Philips designed its Big Bore gantry not only to withstand this increased force but to operate efficiently along a wider diameter, Vaello said. The company redesigned the slip ring around which the x-ray tube and other components rotate, adapted the subsystem for data transfer, bolstered the means for anchoring components, and adjusted the balance of the gantry.

Finding that the increased g force could be a source of vibration, Toshiba eliminated the tilt mechanism built into the gantry, thereby increasing its stability and eliminating the vibrations.

"This gives us a center of rotation closer to the floor, which gives us more stability," Ryan said.

Increased centrifugal force is less of a concern for GE, as its LightSpeed RT rotates once each second, compared with competing systems' subsecond rotation times. Kohlmyer noted, however, that the mechanics of the gantry are designed to withstand faster rotational speeds.

"We have plans to release software that will allow our installed base to go up to a half-second rotational time at some point in the future," he said.

The increased distance between source and detector produces another issue: how to capture enough photons to the detector for a high-quality image.

"When you back the tube out, you reduce the efficiency of the x-ray tube to the detector," Kohlmyer said. "It is an inverse square law: The farther your source is from the detector, the more flux you need, or the more power you need to get the same flux."
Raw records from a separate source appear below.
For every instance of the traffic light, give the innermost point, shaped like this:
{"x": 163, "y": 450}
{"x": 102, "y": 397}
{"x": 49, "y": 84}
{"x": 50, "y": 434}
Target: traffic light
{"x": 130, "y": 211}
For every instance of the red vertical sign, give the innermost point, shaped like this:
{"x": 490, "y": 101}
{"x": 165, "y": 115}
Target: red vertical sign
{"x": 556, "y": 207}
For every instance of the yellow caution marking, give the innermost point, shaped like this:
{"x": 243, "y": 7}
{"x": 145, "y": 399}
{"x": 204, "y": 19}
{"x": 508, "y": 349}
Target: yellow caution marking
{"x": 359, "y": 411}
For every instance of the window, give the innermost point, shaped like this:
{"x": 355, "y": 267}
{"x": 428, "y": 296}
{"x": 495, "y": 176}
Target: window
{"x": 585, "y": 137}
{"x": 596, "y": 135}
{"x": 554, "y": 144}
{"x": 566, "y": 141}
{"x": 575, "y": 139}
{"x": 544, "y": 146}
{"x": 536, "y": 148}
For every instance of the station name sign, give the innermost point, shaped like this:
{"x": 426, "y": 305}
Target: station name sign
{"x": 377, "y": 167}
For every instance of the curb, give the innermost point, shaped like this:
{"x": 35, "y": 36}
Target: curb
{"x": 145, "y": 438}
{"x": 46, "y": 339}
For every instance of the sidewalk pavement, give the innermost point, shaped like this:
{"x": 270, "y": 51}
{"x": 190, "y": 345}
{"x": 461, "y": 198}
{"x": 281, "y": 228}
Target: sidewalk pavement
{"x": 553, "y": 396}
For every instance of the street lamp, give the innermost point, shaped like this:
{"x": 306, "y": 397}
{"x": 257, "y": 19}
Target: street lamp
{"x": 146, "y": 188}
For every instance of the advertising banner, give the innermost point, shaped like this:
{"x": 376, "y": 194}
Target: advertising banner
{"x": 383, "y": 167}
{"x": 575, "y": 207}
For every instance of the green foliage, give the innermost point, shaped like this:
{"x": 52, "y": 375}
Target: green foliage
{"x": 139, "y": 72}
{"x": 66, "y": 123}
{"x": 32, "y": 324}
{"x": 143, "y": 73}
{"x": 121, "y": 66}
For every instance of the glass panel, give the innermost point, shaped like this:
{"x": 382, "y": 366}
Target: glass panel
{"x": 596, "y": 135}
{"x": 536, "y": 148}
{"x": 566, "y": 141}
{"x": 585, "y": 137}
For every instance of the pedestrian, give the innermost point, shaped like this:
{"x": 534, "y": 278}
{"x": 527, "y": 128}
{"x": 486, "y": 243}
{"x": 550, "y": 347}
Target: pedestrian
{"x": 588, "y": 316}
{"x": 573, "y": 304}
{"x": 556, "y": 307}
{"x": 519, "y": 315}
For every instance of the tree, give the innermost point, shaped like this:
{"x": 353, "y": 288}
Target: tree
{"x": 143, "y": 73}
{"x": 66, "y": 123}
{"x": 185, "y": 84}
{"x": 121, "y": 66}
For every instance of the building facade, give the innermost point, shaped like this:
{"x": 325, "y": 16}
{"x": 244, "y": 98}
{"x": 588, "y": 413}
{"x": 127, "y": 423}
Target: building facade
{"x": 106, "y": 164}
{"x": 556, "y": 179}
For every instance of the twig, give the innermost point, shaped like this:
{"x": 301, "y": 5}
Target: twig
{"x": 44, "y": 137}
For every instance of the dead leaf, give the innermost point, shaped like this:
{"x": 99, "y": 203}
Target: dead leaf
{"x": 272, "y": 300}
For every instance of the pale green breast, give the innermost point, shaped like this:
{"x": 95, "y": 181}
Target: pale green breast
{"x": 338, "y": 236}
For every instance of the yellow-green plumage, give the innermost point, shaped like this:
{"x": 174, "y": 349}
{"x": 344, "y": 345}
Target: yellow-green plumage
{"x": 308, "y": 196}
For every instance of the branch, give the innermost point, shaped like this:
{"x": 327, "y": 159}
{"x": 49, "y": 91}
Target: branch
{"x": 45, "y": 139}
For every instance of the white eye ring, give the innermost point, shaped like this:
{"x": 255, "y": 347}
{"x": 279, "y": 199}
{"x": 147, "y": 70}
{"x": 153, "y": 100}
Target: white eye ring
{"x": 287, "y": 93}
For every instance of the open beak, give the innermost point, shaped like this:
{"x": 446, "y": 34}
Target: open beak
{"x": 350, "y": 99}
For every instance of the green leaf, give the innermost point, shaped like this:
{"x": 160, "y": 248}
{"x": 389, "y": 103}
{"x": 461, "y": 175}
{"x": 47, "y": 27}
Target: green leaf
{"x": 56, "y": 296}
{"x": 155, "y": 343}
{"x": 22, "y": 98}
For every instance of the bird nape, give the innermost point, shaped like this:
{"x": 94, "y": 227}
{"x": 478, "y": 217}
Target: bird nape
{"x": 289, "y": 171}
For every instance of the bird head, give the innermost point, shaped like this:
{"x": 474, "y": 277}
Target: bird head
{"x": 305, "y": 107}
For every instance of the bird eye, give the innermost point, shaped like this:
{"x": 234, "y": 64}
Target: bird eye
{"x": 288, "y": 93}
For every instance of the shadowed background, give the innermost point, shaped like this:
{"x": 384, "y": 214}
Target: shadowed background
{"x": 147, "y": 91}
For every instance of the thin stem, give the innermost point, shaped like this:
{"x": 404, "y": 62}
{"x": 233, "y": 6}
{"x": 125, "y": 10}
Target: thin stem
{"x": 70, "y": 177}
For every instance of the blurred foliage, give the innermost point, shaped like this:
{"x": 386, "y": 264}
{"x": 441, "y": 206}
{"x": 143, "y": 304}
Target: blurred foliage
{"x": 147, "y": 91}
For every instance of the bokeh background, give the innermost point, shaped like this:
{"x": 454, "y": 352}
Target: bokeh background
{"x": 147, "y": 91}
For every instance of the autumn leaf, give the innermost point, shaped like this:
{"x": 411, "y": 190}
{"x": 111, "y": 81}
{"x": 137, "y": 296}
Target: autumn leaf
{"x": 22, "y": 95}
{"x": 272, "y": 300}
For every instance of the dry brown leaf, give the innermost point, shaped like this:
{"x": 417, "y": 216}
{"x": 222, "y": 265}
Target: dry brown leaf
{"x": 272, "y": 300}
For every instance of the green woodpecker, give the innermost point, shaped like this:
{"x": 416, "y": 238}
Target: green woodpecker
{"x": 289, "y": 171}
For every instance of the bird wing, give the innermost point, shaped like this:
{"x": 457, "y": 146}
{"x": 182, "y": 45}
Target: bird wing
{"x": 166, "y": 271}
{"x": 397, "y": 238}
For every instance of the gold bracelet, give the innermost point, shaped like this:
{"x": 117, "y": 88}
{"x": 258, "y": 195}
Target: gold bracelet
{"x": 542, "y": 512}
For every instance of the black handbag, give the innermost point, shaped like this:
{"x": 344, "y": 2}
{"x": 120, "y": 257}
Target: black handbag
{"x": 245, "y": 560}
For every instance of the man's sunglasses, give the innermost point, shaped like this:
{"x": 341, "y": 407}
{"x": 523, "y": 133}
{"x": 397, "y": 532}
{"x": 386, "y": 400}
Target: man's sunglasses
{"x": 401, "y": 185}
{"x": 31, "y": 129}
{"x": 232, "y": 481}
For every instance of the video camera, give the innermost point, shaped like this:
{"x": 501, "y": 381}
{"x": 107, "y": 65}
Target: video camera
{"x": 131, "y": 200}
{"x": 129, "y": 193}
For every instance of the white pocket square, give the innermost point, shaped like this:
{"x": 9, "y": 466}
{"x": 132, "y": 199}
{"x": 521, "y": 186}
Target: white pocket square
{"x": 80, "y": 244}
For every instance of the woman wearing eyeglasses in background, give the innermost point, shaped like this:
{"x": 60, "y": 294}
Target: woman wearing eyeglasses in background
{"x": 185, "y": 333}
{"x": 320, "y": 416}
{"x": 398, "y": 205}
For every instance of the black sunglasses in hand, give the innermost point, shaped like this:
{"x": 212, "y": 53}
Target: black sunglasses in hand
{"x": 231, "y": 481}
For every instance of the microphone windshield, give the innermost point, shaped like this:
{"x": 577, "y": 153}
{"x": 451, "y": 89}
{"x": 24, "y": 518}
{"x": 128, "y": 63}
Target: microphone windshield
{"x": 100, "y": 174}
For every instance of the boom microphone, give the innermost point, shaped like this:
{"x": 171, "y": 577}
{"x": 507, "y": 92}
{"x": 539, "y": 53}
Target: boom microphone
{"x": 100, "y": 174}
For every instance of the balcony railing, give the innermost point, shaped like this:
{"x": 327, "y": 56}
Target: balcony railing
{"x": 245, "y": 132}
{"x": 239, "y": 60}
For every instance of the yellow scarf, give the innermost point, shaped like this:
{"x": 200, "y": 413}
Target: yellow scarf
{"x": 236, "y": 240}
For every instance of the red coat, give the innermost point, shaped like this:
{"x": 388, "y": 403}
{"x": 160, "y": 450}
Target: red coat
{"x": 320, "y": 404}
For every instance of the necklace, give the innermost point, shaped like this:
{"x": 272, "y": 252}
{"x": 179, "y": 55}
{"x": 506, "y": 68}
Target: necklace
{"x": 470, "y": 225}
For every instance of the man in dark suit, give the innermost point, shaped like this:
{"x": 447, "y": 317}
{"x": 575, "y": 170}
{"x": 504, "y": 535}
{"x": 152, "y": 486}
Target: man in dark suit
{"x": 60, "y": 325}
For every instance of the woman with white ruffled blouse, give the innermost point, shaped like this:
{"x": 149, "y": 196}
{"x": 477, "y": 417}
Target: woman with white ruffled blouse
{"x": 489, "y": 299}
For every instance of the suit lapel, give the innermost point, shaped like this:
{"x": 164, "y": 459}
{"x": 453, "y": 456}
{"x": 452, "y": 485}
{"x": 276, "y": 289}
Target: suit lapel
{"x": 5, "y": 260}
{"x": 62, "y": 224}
One solution is to push more current through the x-ray generator, which can produce slightly more dose than multislice CTs designed to serve radiological applications, Vaello said.

"But it is minimal compared to one monitor unit (the measure of machine output for a linear accelerator) that we give in treatment, so it is not significant," he said.

GE addressed the problem this spring by releasing new electronics on the RT platform to reduce noise in the image.

Siemens sidestepped the problem altogether. It kept components in the Sensation Open gantry in exactly the same places as those in its superpremium model, Sensation 64, said Jan Chudzik, Sensation Open product manager. The x-ray generator was redesigned to be more compact but powerful enough to handle bariatric patients. Most of the space savings result from the removal of a bulky filter that took up space more than it added benefit.

"This filter was for resolving ultrahigh contrast structures, like the inner ear," Chudzik said. "Even without it, we have a resolution under 0.4 mm."

To broaden the applications that the Sensation Open might serve, Siemens included high-end components such as the premium-design Straton x-ray tube and z-Sharp capability, which allows the scanner's 20 detector rows to generate 40 slices per rotation.

The minimal trade-offs in widening the aperture of the Sensation Open have raised the possibility that company designers will do the same for all its high-performance CTs. Gungor said there is no certainty that they will but no reason to believe they won't.

Philips is considering manufacturing wide-bore scanners for applications outside oncology, building on the Big Bore Oncology system platform to create a system specifically for bariatric patients.